Problem/Motivation
Follow-up based on #2948579-15: Block web.config in .htaccess (and vice-versa)
The .htaccess and web.config files provided with core both contain rules to block access to source / config file which should not be viewable through the webserver e.g.
# Protect files and directories from prying eyes.
<FilesMatch "\.(engine|inc|install|make|module|profile|po|sh|.*sql|theme|twig|tpl(\.php)?|xtmpl|yml)(~|\.sw[op]|\.bak|\.orig|\.save)?$|^(\.(?!well-known).*|Entries.*|Repository|Root|Tag|Template|composer\.(json|lock))$|^#.*#$|\.php(~|\.sw[op]|\.bak|\.orig|\.save)$">
However, as @longwave pointed out in the linked issue, the rules seem to have got out of sync (i.e. they don't match exactly) across the two files:
I did also notice that the regexes differ elsewhere in a few places - web.config blocks code-style.pl (not sure why) and what looks like SVN repository files, but not .make files - we should probably open another issue to unify this properly. Both files also block .xtmpl files, which are surely long obsolete.
Proposed resolution
Review the relevant rules in .htaccess and web.config and alter them so that they match, as appropriate.
Remaining tasks
* Review the rules, and decide what changes need to be made to each.
* Make those changes.
* Check whether any tests need to be updated.
User interface changes
None.
API changes
None... I think; although it's possible that changing these files could change the behaviour of existing sites... so that'd need to be considered.
Data model changes
None.
Comments
Comment #2
mcdruid commentedComment #3
ayesh commentedComment #4
ayesh commentedHi @mcdruid and everyone,
I did some research round the web.config and .htaccess regular expressions, and you are right there are things that we should align well, plus there is a big room for improvement.
https://regex101.com/r/WZAIsO/1
1. Performance
This regex has 1789 steps. This is too much considering we only need to match the file extension and certain directories. Because we will need to release an .htaccess update, I think it's better if we optimize this s well.

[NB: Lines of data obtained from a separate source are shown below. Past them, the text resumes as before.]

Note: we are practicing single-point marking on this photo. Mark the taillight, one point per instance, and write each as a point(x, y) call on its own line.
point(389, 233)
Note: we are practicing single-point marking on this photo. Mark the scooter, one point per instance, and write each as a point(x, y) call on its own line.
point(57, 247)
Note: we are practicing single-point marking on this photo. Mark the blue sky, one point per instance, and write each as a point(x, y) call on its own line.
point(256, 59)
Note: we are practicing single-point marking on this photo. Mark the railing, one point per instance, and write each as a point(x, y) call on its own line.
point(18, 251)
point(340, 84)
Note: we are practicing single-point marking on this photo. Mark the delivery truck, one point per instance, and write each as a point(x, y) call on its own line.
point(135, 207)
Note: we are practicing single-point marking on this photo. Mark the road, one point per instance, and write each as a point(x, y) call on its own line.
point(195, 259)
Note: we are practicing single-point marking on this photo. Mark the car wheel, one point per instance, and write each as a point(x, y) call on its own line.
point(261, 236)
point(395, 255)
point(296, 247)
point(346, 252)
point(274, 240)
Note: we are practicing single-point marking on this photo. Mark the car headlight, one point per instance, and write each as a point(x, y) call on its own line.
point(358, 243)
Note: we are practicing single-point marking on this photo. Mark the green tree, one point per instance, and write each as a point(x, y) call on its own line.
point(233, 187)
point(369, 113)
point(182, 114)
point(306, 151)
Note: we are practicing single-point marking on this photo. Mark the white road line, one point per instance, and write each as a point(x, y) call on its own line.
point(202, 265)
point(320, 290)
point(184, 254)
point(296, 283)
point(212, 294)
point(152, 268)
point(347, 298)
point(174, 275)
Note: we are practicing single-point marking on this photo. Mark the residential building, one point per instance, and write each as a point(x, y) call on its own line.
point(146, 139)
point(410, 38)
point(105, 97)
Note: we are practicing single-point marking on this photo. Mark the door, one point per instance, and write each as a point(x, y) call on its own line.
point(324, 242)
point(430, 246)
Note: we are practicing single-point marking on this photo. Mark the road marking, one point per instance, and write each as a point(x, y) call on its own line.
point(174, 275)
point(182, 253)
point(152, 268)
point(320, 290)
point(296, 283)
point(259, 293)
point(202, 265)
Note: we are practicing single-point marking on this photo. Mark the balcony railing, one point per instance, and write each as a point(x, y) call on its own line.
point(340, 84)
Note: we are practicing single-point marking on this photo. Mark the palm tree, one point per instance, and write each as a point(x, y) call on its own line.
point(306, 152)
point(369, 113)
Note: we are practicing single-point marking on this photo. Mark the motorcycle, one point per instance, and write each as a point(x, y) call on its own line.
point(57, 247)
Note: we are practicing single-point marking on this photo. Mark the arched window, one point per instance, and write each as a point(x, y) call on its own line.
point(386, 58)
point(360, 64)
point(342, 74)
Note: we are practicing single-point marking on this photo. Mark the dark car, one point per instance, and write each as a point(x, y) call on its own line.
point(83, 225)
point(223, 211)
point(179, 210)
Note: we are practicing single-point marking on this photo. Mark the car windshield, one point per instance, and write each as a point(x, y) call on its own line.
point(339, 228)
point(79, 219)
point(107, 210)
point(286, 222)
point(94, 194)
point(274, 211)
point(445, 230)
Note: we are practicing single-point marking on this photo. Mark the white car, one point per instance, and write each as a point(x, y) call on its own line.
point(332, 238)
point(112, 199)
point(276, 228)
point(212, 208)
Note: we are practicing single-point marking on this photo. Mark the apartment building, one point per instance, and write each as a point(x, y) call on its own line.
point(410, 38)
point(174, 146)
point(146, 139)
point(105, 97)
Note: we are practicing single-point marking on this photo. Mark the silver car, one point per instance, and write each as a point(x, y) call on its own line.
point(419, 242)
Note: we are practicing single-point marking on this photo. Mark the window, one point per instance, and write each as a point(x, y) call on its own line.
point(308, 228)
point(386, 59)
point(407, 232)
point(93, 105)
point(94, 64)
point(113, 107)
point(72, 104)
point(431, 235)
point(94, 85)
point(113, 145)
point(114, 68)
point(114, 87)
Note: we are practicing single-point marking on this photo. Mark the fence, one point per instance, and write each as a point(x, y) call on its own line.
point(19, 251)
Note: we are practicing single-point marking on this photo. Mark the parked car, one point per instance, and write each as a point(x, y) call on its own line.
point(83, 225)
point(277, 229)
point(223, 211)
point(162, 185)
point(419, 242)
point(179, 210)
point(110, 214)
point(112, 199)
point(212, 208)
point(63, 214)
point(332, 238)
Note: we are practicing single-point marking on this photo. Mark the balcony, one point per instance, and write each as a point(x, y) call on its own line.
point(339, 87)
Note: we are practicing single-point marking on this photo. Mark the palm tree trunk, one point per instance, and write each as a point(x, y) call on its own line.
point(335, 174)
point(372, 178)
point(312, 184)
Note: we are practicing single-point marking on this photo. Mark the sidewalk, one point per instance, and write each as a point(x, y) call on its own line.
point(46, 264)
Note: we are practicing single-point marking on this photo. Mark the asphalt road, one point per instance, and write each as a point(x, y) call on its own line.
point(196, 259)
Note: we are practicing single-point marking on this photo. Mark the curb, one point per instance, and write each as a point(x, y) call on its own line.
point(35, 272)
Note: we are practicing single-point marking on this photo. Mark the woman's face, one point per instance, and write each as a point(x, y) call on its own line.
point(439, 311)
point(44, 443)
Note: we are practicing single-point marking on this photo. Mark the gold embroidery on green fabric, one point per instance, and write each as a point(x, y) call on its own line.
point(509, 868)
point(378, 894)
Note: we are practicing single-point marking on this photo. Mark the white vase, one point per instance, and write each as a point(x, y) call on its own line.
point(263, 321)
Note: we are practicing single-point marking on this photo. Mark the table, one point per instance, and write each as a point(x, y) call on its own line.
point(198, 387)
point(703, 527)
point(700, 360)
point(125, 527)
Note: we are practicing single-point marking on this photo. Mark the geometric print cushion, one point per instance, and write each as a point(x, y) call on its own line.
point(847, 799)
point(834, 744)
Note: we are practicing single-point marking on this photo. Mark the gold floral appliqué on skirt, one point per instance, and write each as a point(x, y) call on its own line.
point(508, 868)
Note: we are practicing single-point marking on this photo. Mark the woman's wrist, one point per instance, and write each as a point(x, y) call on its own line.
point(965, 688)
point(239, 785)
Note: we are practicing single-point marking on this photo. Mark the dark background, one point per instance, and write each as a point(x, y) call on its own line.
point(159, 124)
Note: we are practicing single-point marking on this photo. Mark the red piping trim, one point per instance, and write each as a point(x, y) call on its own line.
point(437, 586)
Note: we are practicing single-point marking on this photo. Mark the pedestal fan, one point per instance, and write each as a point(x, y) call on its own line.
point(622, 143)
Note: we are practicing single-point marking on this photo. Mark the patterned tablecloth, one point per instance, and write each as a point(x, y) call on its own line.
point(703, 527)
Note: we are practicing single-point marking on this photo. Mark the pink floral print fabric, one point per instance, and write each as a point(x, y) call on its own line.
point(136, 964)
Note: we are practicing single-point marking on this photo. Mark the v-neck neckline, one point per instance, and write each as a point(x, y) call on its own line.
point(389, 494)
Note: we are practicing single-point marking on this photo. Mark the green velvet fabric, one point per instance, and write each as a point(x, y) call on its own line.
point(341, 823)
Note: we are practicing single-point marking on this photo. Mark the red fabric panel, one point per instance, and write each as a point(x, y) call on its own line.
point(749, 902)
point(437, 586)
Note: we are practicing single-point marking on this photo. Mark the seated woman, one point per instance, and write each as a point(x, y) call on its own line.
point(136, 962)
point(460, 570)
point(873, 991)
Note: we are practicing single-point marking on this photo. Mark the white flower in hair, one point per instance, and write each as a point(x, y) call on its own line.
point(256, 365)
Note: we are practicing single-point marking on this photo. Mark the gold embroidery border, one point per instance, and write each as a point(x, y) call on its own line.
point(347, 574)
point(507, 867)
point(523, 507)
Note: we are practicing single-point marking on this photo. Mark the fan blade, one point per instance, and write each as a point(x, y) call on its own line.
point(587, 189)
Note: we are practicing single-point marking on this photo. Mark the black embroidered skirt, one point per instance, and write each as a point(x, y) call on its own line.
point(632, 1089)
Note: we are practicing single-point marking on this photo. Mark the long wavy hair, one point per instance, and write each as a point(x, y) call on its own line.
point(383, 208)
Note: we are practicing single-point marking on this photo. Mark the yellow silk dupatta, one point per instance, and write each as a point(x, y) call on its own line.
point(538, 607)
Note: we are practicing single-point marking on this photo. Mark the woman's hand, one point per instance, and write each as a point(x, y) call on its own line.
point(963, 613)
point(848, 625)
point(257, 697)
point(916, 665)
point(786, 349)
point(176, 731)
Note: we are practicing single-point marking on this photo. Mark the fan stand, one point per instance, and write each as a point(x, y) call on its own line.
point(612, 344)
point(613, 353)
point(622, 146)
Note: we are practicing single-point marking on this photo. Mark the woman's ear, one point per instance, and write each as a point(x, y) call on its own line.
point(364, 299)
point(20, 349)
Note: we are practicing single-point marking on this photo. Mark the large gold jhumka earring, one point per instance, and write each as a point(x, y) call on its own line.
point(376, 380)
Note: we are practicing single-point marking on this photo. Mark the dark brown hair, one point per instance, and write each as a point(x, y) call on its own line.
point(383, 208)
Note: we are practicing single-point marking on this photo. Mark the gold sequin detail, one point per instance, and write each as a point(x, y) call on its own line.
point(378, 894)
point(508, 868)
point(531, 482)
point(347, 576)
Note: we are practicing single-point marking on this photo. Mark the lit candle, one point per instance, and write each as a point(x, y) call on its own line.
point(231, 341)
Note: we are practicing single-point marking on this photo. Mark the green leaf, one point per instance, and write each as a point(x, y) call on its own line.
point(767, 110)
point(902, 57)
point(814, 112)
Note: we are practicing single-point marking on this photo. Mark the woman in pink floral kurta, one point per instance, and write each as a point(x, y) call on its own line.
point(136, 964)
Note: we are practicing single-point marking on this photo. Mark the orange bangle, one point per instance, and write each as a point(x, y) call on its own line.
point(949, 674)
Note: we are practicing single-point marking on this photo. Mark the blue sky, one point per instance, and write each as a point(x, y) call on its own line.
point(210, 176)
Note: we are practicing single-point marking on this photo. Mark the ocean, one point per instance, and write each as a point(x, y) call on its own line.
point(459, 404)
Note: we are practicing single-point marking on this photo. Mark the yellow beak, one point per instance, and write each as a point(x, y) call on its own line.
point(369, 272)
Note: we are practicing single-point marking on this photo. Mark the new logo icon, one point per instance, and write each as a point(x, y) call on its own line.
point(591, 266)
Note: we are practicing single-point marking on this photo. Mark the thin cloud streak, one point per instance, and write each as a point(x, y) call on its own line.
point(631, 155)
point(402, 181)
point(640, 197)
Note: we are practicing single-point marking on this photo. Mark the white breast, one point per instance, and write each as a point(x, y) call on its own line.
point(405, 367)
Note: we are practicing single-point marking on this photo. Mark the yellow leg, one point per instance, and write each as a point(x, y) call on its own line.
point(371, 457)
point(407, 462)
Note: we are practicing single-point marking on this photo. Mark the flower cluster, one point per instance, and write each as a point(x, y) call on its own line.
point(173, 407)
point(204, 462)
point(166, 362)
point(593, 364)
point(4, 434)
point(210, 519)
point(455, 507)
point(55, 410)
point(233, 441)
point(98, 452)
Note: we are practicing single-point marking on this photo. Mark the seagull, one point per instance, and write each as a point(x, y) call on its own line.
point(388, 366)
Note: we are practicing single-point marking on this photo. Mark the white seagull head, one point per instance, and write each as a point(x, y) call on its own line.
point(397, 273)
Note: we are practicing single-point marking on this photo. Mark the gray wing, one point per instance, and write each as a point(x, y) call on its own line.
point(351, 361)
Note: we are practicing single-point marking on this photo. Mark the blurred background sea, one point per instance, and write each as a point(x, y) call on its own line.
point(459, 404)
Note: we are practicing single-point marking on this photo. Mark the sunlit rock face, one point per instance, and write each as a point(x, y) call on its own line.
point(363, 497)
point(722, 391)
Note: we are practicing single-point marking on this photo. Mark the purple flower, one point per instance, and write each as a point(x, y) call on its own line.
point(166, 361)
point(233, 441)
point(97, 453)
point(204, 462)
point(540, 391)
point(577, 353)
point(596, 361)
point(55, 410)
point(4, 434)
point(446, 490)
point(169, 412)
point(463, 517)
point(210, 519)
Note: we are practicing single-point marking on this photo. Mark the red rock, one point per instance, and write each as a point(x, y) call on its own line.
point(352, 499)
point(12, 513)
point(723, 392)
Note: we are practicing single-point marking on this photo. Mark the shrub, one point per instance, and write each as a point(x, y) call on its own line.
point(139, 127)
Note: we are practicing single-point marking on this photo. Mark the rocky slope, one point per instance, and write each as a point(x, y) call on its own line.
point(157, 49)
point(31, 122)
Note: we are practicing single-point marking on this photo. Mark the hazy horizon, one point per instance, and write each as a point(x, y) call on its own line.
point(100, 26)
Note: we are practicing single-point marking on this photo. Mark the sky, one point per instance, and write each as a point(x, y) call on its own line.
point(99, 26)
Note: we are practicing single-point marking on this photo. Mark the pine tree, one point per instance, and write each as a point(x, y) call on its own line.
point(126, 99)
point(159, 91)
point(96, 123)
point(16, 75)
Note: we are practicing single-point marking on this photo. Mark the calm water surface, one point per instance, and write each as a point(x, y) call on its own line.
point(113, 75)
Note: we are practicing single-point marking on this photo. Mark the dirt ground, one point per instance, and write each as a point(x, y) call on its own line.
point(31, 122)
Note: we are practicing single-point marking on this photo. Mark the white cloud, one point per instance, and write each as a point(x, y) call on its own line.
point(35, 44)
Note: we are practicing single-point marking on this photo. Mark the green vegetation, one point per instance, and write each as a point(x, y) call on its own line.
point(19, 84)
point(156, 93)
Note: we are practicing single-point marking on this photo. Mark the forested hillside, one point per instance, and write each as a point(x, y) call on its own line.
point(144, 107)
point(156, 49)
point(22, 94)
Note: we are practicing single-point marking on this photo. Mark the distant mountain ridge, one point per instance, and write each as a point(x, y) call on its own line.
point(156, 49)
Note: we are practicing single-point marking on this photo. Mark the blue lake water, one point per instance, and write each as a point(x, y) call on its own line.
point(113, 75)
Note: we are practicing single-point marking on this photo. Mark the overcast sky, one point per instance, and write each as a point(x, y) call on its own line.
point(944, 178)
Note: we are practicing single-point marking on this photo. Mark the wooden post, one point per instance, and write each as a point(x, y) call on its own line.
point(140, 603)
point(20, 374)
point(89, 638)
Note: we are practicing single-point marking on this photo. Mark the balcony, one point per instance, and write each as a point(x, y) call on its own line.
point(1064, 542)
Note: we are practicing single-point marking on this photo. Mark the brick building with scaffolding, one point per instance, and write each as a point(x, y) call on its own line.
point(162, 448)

2. Add-only modifications over time
The regular expressions long and somewhat difficult to maintain. In addition, we have one more rule that blocks all files and directories starting with a dot. This longer regex is long and hard to wrap head around. The regex is so long you can write and publish small npm package before you finish reading it. I suggest that we remove some redundant rules.
Comment #5
ayesh commentedI created another issue because I didn't want to hijack this issue, which I believe the main focus is reconciling .htaccess and web.config. However, I also believe a wider clean up for these files are also in order.
Comment #14
mastap commentedI am wondering why we don't reverse this logic, and only list the extensions and file pattern that we want to serve, excluding all the others from being served.
I feel this would secure even more the environment.